History

Japan
- Name: Yu 2002
- Builder: Ando Iron Works, Tsukishima, Tokyo, Japan
- Launched: 31 March 1945
- Fate: Surrendered August 1945; Scuttled or scrapped;

General characteristics Yu I type
- Type: Transport submarine
- Displacement: 274 long tons (278 t) surfaced; 346 long tons (352 t) submerged;
- Length: 41.40 m (135 ft 10 in) overall
- Beam: 3.90 m (12 ft 10 in)
- Draft: 3.00 m (9 ft 10 in)
- Propulsion: 2 × Hesselman engines; 298 kW (400 bhp) surfaced; 56 kW (75 shp) submerged; single shaft;
- Speed: 10 knots (19 km/h; 12 mph) surfaced; 4 knots (7.4 km/h; 4.6 mph) submerged;
- Range: 1,500 nmi (2,800 km; 1,700 mi) at 8 knots (15 km/h; 9.2 mph) surfaced; 32 nmi (59 km; 37 mi) at 4 knots (7.4 km/h; 4.6 mph) submerged;
- Test depth: 100 m (328 ft)
- Capacity: 24 tons freight or 40 troops
- Complement: 23
- Armament: 1 × Type 4 37 mm shipboard gun; 2 × IJN Type 92 13 mm antiaircraft guns;

= Japanese submarine Yu 2002 =

Imperial Japanese Army Yu 1-class submarine

Yu 2002 was an Imperial Japanese Army transport submarine, a unit of the Yu 2001 subclass of the Yu I type. Constructed for use during the latter stages of World War II, she served in the waters of the Japanese archipelago.

==Construction==
In the final two years of World War II, the Imperial Japanese Army constructed transport submarines — officially the Type 3 submergence transport vehicle and known to the Japanese Army as the Maru Yu — with which to supply its isolated island garrisons in the Pacific. Only submarines of the Yu I type were completed and saw service. The Yu I type was produced in four subclasses, each produced by a different manufacturer and differing primarily in the design of their conning towers and details of their gun armament. The submarines of the Yu 2001 subclass notably differed from the other Yu I-type submarines in their "repose room," a deckhouse extending aft of the conning tower which gave the crew more room and greater comfort. None of the Yu I-type submarines carried torpedoes or had torpedo tubes. Yu 2002 was a unit of the Yu 2001 subclass.
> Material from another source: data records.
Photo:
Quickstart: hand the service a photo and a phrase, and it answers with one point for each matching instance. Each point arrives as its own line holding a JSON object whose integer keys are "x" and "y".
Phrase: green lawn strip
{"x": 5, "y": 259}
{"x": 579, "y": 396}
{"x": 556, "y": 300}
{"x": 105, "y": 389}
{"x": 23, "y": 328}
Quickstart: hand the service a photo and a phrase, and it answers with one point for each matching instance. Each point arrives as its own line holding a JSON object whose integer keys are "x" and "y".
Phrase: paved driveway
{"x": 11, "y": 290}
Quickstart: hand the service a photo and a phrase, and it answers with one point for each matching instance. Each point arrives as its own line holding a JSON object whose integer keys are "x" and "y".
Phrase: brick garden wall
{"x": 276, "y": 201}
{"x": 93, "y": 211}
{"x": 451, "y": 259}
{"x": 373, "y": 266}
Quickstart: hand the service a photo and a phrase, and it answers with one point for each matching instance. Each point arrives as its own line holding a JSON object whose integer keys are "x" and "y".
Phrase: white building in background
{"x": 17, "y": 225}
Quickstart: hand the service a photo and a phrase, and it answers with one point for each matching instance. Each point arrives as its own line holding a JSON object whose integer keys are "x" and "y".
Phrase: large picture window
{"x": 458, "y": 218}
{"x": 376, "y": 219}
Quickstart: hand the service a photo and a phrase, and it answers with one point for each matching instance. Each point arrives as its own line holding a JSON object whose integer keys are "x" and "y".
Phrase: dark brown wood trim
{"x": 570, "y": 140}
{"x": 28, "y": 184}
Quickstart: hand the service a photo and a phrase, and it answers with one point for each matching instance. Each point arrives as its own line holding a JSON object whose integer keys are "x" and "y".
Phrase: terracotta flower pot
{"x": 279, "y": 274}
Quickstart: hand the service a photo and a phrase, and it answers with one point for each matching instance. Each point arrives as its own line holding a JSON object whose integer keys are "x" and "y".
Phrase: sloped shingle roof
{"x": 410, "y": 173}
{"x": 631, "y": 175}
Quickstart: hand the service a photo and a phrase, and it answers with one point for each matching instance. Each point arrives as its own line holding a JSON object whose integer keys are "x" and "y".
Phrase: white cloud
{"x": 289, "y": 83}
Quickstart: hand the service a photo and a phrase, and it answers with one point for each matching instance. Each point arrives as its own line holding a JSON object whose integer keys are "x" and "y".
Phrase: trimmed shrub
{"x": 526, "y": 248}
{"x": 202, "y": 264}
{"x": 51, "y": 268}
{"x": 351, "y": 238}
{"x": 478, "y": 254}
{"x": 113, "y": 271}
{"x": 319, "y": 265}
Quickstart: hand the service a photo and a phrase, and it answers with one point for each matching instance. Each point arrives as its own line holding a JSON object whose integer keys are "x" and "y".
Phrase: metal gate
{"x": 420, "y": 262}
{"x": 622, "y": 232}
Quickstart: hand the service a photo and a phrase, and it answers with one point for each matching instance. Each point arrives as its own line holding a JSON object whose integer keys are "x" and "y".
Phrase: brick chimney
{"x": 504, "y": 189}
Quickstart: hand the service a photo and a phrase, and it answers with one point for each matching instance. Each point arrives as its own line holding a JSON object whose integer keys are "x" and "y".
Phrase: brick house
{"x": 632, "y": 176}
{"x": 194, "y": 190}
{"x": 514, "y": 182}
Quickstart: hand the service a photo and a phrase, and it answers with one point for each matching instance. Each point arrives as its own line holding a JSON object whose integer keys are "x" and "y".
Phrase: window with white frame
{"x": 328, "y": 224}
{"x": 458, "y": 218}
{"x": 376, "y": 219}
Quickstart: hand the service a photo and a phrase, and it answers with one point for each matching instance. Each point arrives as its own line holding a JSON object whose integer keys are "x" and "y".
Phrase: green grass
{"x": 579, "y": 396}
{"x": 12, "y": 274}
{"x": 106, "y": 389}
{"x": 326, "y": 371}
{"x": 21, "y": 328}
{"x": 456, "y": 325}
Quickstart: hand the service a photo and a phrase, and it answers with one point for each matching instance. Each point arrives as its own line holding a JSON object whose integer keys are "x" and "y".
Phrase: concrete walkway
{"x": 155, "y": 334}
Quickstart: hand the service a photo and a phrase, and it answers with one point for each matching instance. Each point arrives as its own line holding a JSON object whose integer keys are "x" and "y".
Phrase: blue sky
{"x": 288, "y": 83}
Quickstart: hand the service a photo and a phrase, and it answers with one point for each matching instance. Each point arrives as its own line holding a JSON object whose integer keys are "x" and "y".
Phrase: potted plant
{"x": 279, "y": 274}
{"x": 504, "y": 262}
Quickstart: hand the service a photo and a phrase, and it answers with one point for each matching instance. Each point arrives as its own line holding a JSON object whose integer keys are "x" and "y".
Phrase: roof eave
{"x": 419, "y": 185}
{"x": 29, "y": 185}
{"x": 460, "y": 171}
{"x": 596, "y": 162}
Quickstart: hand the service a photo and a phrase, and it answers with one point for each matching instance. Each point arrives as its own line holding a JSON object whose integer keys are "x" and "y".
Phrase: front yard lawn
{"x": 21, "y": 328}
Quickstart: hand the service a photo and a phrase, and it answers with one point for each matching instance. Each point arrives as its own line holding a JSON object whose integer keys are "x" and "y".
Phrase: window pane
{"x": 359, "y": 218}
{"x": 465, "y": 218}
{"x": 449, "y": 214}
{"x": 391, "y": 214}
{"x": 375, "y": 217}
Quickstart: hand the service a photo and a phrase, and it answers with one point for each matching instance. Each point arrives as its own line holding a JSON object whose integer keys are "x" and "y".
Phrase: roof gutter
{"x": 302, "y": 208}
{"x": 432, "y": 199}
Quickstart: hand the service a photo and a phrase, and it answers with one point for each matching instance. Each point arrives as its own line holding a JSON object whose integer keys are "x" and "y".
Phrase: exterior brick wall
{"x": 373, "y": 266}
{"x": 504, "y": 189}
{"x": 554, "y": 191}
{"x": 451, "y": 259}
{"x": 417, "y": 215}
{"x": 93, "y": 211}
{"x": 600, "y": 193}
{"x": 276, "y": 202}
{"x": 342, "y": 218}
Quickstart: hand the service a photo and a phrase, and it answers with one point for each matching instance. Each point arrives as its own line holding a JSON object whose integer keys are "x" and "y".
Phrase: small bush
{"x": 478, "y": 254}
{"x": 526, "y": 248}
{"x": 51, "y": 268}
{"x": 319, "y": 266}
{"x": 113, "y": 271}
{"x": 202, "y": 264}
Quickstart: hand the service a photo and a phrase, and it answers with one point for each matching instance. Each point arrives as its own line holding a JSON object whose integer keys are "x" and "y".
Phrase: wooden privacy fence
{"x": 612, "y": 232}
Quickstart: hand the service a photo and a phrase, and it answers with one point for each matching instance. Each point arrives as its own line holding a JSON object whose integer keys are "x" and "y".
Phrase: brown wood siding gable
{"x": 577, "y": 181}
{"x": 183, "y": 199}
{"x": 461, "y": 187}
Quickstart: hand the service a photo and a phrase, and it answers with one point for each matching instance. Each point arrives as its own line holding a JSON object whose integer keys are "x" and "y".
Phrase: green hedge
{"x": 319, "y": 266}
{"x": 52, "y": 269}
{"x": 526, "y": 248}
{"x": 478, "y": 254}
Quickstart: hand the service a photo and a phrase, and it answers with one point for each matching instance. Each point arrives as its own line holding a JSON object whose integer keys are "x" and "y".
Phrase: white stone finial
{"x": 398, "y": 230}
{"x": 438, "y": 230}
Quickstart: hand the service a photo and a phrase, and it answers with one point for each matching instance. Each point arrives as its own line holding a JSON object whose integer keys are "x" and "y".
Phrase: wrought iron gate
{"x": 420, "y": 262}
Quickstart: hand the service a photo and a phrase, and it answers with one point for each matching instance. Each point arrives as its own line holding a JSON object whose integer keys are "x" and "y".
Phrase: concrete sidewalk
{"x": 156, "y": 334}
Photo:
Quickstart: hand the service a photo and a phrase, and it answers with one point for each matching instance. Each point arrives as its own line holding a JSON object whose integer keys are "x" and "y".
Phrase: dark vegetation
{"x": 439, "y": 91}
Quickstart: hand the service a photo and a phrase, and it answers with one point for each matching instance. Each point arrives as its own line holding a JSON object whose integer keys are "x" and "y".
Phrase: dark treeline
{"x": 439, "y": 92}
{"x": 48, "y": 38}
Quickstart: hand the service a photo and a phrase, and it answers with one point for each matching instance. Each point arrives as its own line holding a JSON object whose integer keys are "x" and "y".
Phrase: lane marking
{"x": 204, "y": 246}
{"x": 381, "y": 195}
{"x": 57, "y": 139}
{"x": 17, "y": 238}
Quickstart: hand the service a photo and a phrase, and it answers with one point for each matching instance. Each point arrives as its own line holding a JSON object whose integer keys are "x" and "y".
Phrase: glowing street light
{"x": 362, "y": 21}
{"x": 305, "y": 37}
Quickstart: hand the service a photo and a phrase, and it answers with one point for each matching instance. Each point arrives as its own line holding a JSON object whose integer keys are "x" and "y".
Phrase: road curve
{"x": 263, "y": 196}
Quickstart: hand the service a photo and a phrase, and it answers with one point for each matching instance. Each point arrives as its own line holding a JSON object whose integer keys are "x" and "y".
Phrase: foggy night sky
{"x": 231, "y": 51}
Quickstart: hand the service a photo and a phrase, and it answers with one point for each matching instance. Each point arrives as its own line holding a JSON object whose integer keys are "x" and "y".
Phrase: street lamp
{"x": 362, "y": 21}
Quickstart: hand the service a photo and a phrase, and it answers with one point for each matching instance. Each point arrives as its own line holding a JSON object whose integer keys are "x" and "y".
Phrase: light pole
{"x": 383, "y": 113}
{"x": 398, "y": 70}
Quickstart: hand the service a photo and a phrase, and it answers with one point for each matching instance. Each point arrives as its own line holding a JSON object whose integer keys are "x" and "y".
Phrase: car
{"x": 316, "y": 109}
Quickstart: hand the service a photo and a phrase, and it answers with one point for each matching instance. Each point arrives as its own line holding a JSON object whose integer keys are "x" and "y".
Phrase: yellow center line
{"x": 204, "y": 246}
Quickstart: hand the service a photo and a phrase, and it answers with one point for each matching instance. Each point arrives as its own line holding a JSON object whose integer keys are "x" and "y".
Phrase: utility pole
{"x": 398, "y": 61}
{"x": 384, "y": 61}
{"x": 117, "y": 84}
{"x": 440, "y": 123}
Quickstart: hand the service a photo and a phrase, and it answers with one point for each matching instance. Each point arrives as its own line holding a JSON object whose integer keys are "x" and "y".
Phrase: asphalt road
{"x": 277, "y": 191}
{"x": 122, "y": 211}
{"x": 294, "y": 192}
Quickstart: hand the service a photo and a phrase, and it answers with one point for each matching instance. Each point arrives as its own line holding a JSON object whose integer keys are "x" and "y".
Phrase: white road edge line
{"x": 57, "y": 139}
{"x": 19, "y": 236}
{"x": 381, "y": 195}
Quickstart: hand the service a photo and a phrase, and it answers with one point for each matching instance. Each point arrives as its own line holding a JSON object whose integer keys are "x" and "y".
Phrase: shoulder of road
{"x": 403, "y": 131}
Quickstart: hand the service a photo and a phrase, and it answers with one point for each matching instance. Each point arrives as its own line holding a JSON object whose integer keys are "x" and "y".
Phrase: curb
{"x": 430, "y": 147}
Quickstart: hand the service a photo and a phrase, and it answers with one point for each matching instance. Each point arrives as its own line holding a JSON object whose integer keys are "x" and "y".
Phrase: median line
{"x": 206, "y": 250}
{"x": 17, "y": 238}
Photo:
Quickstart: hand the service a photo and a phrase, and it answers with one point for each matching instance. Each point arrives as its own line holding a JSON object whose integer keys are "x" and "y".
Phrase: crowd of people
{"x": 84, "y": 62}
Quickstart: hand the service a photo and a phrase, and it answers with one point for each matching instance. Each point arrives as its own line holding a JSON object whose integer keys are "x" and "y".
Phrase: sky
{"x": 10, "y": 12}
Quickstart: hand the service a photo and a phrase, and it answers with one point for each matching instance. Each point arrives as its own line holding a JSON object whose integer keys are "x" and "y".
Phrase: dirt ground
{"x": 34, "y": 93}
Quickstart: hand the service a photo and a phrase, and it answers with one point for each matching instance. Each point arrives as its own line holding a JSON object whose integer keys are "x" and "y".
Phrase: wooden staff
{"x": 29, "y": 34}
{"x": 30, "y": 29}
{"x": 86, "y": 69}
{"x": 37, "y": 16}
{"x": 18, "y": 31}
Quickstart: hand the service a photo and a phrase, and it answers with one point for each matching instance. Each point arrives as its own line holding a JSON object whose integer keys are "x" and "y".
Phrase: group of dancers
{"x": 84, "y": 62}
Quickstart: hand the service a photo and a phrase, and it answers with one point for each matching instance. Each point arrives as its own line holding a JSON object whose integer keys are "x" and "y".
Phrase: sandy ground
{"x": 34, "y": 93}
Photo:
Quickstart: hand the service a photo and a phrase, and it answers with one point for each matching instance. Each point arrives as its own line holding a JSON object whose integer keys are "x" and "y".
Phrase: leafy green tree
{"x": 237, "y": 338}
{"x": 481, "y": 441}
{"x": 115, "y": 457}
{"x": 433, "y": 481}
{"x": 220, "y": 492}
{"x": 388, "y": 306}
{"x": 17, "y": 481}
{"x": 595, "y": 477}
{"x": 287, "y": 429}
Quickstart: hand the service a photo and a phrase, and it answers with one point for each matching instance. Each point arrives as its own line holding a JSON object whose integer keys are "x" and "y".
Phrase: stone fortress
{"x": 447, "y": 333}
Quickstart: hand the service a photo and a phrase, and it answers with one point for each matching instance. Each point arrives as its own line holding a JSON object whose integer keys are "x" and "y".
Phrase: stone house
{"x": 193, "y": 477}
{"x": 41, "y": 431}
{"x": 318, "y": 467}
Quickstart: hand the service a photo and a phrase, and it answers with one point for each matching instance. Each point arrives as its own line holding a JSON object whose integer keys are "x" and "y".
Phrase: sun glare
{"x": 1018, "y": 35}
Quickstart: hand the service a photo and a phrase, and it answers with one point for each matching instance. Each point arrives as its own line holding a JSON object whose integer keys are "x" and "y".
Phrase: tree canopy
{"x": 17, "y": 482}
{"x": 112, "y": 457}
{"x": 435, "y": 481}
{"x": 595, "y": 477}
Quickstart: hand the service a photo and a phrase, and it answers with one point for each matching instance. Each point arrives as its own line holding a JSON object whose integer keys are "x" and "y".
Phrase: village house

Ando Iron Works (Ando Tekkojo) constructed Yu 2002 in the Tsukishima district of Tokyo, Japan. She was launched on 31 March 1945.

==Service history==
Yu 2002 spent her operational career in Japanese home waters. In January 1945, several Type I transport submarines were sent to operate from Shimoda on the southern tip of the Izu Peninsula in Shizuoka Prefecture on Honshu, and the submarines began transport missions from Shimoda in March 1945. Yu 2002 made a round-trip supply voyage from Shimoda to Hachijō-jima in the Philippine Sea sometime during 1945.

World War II ended with the cessation of hostilities on 15 August 1945. Yu 2002 surrendered to the Allies later in August 1945. She was subsequently either scuttled or scrapped.